What constitutes educational research?

For a change of pace, I thought today I'd revisit our original purpose around educational research as it's the content of my class tonight. The course is Critical Review of Research and the professor has asked us: What constitutes research?

We've started with the idea of "cherry picking" research. As a way of framing the conversation, a connection is made between researchers picking the data they want and people using quotes from the Bible to support an argument. As often happens in courses, we've meandered over the idea of the quality of research. Consider - is everything ASCD publishes high quality? Do they review content for books around ethical issues? Do they look for evidence behind a book (excluding Marzano, of course) before publishing it. Let's ignore for a moment all of the discussion about the federal policy around quality research. Are educators even taught how to be effective discriminators of research? Is that what curriculum coordinators and Associate Superintendents are for?

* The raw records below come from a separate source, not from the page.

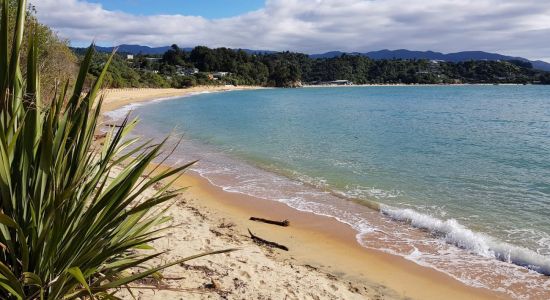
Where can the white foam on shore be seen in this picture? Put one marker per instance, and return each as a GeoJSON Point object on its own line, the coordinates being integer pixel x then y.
{"type": "Point", "coordinates": [457, 234]}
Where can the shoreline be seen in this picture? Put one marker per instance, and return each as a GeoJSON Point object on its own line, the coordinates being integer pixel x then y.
{"type": "Point", "coordinates": [314, 240]}
{"type": "Point", "coordinates": [117, 98]}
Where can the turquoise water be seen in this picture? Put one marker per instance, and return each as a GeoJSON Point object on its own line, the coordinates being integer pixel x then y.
{"type": "Point", "coordinates": [470, 165]}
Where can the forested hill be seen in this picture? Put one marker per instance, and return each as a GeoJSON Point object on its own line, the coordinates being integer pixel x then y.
{"type": "Point", "coordinates": [180, 68]}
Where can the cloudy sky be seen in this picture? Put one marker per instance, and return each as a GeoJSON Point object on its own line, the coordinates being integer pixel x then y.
{"type": "Point", "coordinates": [512, 27]}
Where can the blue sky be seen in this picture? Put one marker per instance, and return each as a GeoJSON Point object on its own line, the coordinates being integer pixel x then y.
{"type": "Point", "coordinates": [510, 27]}
{"type": "Point", "coordinates": [210, 9]}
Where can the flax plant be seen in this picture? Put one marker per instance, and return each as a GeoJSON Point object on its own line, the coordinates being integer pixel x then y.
{"type": "Point", "coordinates": [70, 227]}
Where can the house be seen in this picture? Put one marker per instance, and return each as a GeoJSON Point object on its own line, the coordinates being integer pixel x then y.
{"type": "Point", "coordinates": [341, 82]}
{"type": "Point", "coordinates": [182, 71]}
{"type": "Point", "coordinates": [220, 74]}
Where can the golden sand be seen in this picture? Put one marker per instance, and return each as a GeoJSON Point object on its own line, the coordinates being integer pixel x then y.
{"type": "Point", "coordinates": [324, 260]}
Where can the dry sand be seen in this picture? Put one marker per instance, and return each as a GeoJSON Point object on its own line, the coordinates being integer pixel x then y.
{"type": "Point", "coordinates": [324, 260]}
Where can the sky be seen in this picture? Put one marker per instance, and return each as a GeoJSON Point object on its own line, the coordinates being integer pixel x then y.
{"type": "Point", "coordinates": [510, 27]}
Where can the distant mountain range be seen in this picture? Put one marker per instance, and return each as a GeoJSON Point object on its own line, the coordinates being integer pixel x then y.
{"type": "Point", "coordinates": [452, 57]}
{"type": "Point", "coordinates": [381, 54]}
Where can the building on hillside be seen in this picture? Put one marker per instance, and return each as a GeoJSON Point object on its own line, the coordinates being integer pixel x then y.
{"type": "Point", "coordinates": [219, 75]}
{"type": "Point", "coordinates": [341, 82]}
{"type": "Point", "coordinates": [182, 71]}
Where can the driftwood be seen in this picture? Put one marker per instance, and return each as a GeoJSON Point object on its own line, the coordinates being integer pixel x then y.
{"type": "Point", "coordinates": [261, 241]}
{"type": "Point", "coordinates": [100, 136]}
{"type": "Point", "coordinates": [113, 125]}
{"type": "Point", "coordinates": [284, 223]}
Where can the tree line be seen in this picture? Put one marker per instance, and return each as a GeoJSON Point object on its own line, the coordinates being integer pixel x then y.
{"type": "Point", "coordinates": [289, 69]}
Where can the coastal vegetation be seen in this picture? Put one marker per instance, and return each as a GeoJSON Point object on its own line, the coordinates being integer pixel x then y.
{"type": "Point", "coordinates": [288, 69]}
{"type": "Point", "coordinates": [74, 222]}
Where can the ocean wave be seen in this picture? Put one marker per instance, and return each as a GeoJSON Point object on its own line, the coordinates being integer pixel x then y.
{"type": "Point", "coordinates": [481, 244]}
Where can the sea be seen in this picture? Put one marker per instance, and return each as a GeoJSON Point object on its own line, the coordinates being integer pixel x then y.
{"type": "Point", "coordinates": [454, 178]}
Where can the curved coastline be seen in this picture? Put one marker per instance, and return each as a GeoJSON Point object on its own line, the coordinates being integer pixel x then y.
{"type": "Point", "coordinates": [416, 274]}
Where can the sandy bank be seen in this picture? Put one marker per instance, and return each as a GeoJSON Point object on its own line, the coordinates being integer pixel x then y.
{"type": "Point", "coordinates": [324, 260]}
{"type": "Point", "coordinates": [116, 98]}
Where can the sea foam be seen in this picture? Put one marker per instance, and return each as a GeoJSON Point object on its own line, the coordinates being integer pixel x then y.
{"type": "Point", "coordinates": [481, 244]}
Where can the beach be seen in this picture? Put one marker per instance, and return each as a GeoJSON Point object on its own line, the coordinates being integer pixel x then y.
{"type": "Point", "coordinates": [324, 260]}
{"type": "Point", "coordinates": [116, 98]}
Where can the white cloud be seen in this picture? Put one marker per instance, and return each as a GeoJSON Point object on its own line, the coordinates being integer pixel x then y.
{"type": "Point", "coordinates": [506, 26]}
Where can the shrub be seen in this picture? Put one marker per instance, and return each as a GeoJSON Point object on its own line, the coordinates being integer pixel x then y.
{"type": "Point", "coordinates": [70, 227]}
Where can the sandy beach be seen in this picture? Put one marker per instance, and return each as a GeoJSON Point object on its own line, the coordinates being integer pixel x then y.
{"type": "Point", "coordinates": [324, 260]}
{"type": "Point", "coordinates": [115, 98]}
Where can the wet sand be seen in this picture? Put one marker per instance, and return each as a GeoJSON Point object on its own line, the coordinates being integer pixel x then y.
{"type": "Point", "coordinates": [320, 248]}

How about you? Do you feel you were/are prepared to filter through research? Do you seek out research to inform your practice?

1 comment:

Theresa G said...

The Learning System, a publication from NSDC, published an interesting article in their November 2007 issue titled "The good, the bad, the irrelevant: A brief guide to education research." It provides an interesting "worksheet" for educators to use to help determine whether something is "quality" research.
Interestingly - I heard a SED representative recently comment that much of what we have in education is not scientifically based - but rather evidence based. His premise was that education does not lend itself to true scientifically based research given in part that there are too many variables that cannot be replicated. What say you?